A longtime staple of the shuttered Astroland Park in Coney Island, Dante’s Inferno, has resurfaced thanks to a 22-year-old preservationist who is selling off parts from the spooky funhouse as mementos to those interested in the peninsula’s history.
“I recently purchased Dante’s Inferno from Astroland Coney Island and I’m selling most of the pieces from the ride,” Sean McCarthy posted to the Facebook group Dark Rides and FunHouses on Sept. 20. “Please feel free to message me if you’re interested in any of the props or pieces.”
Locals then shared McCarthy’s post to a Coney Island-based Facebook page, where it initially received backlash from commenters who felt the ride should have been better preserved.
But what they didn’t know is that McCarthy, of Rhode Island, purchased the ride’s remaining props and panels with the same intention — to preserve it for future generations — and is only selling the parts piecemeal because he had to purchase the ride in full from the original seller.
“I like preserving stuff and saving them from deterioration, so I’d rather restore it and keep it in a climate-controlled space,” McCarthy told Brooklyn Paper. “That’s my main goal with all of this stuff to keep it preserved and make sure nothing happens to it … so it can live on instead of being thrown in the dumpster.”
McCarthy purchased Dante’s Inferno from Obnoxious Antiques after the retailer bought the funhouse from Astroland, which closed its doors in 2008 and has been slowly selling off its rides ever since.
“I wanted a lot of props out of this ride and they wanted to sell the ride as a whole,” McCarthy said. “So I just decided to buy the entire ride and keep the pieces that I wanted to keep, and then sell everything off individually so other people can have a piece of Coney Island history.”
A number of Astroland’s rides have been reincarnated at amusement parks all over the world, such as the popular Breakdance ride, which has been restored and is now in use in the United Kingdom, and the fan-favorite log flume ride, now in use somewhere in Central America, according to the Coney Island History Project.
“Ever since Astroland closed in 2008, the rides were put in storage and have been sold one by one over the years,” said Tricia Vita, Coney Island History Project’s administrative director. “The bumper car ride is at Deno’s. Other rides are at various parks in the US and Central America. Dante’s was for sale as well — the props, because the building was not moveable — and was sold about a year ago.”
The Coney Island History Project and Deno’s Wonder Wheel Amusement Park also rescued the Astroland Rocket — one of the park’s first rides, which exemplified its space-age theme — from deterioration in Staten Island after the city failed to maintain the neighborhood icon after the park’s owners donated it.
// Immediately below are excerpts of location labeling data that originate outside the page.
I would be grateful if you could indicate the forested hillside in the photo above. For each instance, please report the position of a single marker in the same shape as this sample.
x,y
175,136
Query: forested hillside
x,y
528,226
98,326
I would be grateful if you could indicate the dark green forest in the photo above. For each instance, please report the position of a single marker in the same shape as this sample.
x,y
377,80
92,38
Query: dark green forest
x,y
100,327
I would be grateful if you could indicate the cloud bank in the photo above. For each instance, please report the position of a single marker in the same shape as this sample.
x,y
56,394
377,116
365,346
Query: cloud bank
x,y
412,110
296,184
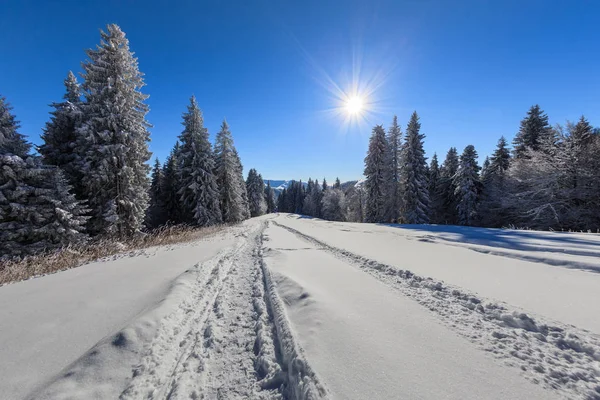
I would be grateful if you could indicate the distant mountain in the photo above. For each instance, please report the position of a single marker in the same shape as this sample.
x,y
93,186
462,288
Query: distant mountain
x,y
279,185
The rocket landed back in Coney Island in 2014 and can now be seen as an attraction next to the century-old Wonder Wheel.
McCarthy has had a knack for preserving old haunted and funhouse rides since he was a child. He says the hobby was born out of his interest in a local amusement park that closed before he was even born, but was a place his parents both enjoyed in their early lives.
“I started collecting Rocky Point items when I was 9 and I still do to this day,” said McCarthy.
His collection started with pieces from Rocky Point Park in Warwick, Rhode Island, and expanded to include keepsakes from haunted, indoor amusement and carnival rides as he grew to love the history behind each attraction.
“After I really started getting into that stuff, I decided why not buy more amusement park and carnival pieces,” McCarthy said. “They have such a rich history to them, and everything is pretty much a one of one and is like an art piece to me.”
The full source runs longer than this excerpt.